残暑続く炎天下の通学路 JA東能登川が全校児童に配布
【東近江】 熱中症などが心配される危険な暑さから児童たちを守ろうと、JA東能登川から地元の能登川東小学校に全校児童(365人)分となる370本の日傘が寄贈された。
JA東能登川では地域の子どもたちの支援になればと、地域貢献活動の一環として同校に必要な用具の寄付や、田んぼや食育教室といった出前授業などを毎年実施している。今年6月から7月にかけて、気温35度前後の厳しい暑さと強い日差しの中で登下校する児童らを見かね、今回、折りたたみの日傘の寄贈を決めた。
同校によると、通学距離は長くて3キロ以上ある児童もおり、その場合1・2年生はバス通学だが、3年生以上は徒歩で登下校している。また、これまで日傘を使用していた児童は全体の2割から3割程度だという。
楠本晃久教頭は「下校中は日陰で休憩を取るよう細かく声かけし、下校前に児童たちに水筒の残量もチェックするようしている。また地域ボランティアさんや教員で見回りも行っている。この時期の熱中症は本当に心配」と登下校中の暑さ対策を語る。今回の寄贈を受け「田んぼが多く日陰が少ない地域もあり非常にありがたい。日傘の有効性を実感し、熱中症対策について自ら考え行動する児童が増えたら」と期待を寄せている。

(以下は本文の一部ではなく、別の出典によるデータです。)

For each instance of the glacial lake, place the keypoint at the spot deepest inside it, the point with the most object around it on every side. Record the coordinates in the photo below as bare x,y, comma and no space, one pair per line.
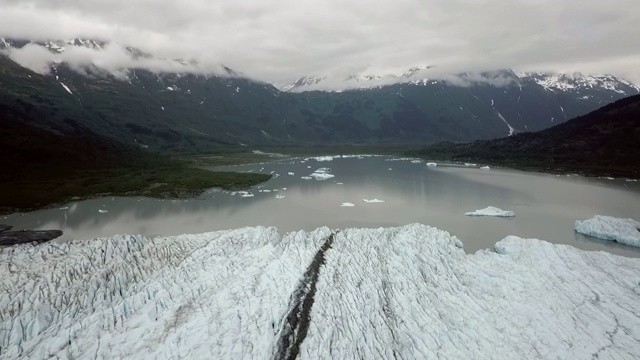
546,205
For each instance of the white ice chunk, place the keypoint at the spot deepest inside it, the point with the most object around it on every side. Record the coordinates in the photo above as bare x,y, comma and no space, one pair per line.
324,158
624,231
412,293
322,174
373,201
189,296
491,211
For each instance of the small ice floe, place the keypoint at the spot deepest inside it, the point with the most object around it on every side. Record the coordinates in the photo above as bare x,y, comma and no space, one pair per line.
373,201
324,158
322,174
491,211
624,231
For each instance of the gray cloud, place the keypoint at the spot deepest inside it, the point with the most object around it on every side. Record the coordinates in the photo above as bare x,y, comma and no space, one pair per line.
279,41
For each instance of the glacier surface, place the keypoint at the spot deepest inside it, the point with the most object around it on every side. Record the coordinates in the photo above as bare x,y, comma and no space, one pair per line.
624,231
405,292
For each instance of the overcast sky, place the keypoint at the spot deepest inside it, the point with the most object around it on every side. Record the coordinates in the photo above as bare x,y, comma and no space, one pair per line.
279,41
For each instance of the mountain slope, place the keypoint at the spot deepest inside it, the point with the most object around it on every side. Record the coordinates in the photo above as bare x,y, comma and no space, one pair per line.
190,112
604,141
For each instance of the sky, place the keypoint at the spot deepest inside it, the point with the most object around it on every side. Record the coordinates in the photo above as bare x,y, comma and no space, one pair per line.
280,41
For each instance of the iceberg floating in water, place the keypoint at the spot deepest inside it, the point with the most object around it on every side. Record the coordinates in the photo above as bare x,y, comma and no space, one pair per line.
624,231
322,174
491,211
210,295
373,201
324,158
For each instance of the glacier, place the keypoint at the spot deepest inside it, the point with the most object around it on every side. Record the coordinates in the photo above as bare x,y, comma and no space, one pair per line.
491,211
403,292
624,231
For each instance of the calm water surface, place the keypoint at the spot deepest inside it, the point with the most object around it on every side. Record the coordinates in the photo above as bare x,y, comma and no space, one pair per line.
546,206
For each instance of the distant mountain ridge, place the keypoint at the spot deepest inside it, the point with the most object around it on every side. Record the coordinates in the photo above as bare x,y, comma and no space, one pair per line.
551,81
179,110
604,141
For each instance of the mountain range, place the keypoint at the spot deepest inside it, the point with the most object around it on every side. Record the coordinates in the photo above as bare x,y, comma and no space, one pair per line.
602,142
192,111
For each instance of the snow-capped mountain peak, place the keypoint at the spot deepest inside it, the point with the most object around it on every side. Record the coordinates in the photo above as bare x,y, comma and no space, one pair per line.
578,81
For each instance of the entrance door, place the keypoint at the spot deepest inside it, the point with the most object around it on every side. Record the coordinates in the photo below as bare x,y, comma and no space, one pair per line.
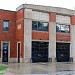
18,52
39,51
62,52
5,52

日傘は2学期の初めに全校児童に配布され、児童一斉下校の10日、残暑の日差しが厳しいなか、班ごとに分かれた児童たちは色違いの日傘を差して家路についていた。6年生の加藤智裕さんは「学校に日傘を持っていくことは少なかったけれど、使う機会ができた。日差しも遮り涼しくなるのでとても助かる」と笑顔で話した。
JA東能登川の川南誠孝組合長は「暑さが厳しいなか有効に活用してほしい。今後も地域の子どもたちのために貢献していけたら」とコメントした。